A metodologia da entrevista diz respeito aos princípios que se encontram na base da condução de uma entrevista. O papel do entrevistador, na entrevista semidirectiva, segue a linha de pensamento do seu entrevistado, zelando simultaneamente pela pertinência das informações, pela criação de um clima de confiança e pelo controle do impacto das condições sociais da interecção sobre a entrevista. Esta atitude complexa por parte de quem investiga releva mais da arte do que das técnicas, segundo o autor Grawitz (1990). Assim, de forma a garantir a conveniência e a qualidade dos dados, o entrevistador deve ter em conta os seguintes aspectos: o objecto de estudo (saber com que objectivo se realiza o estudo, neste sentido, é importante perceber como o grau de elaboração teórica influencia o procedimento da entrevista); o contexto interpessoal (estão assentes as capacidades a pôr em prática, para facilitar no outro um processo de descoberta, sem que seja necessário, ao mesmo tempo, incitar elementos de conteúdos); e as condições sociais da interacção (o indivíduo é influenciado pelo contexto da entrevista).

Relativamente à selecção das pessoas interrogadas, esta é realizada em investigações de carácter qualitativo a um reduzido número de pessoas, que se encontrem em consonância com os objetivos da investigação. Apresentando como princípio a diversificação das pessoas entrevistadas e garantindo que nenhum aspecto importante foi esquecido.

As estratégias para o primeiro contacto com as pessoas seleccionadas após realizada a fase exploratória e escolhida a amostra, deverá ser a primeira preocupação. É frequente encontrar nas pessoas contactadas alguma reticência no que diz respeito à sua participação na entrevista, tal situação requerá muitas vezes do investigador engenho para estabelecer comunicações francas com os possíveis participantes. O entrevistador deverá, de forma a combater este e muitos outros entraves postos à realização da entrevista, revelar o interesse do estudo, motivar o interlocutor, fazer desaparecer os receios e explicar como e porque a pessoa foi escolhida.

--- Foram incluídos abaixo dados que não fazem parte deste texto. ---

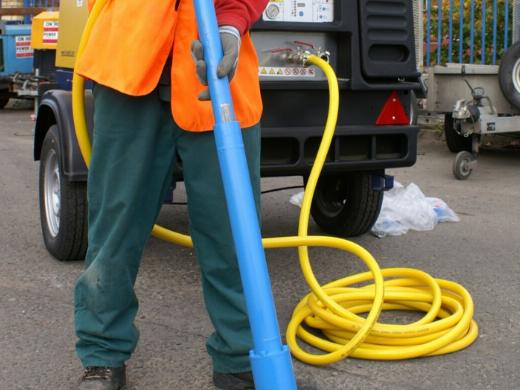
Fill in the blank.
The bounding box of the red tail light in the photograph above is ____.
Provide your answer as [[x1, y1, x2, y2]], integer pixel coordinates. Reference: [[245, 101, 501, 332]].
[[376, 91, 410, 126]]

Por fim, o último aspecto tratado no texto, as estratégias de intervenção do entrevistador. Segundo a autora, a entrevista pressupõe, na maioria das vezes, a existência de um guia que enuncie os temas a abordar com o objectivo de intervir de maneira pertinente, de forma a levar o entrevistado a aprofundar o seu pensamento ou a explorar uma questão nova de que não falaria espontaneamente. Os momentos-chave de uma entrevista são definidos no presente texto, sendo eles: os preliminares; o início da entrevista; o corpo da entrevista e o fim da entrevista. Neste sentido, existem dois tipos de intervenção: Intervenção de conteúdo, a que dizem respeito os temas do guia de entrevista, questão inicial, reformulações sob forma de clarificação ou de resumo, interpretação e confrontação; e Intervenção de natureza incitativa, a que dizem respeito expressões breves, pedidos neutros de informações complementares, manifestações, técnica do espelho e técnica do reflexo. Estes dois tipos de intervenção dependem do grau de directividade escolhido.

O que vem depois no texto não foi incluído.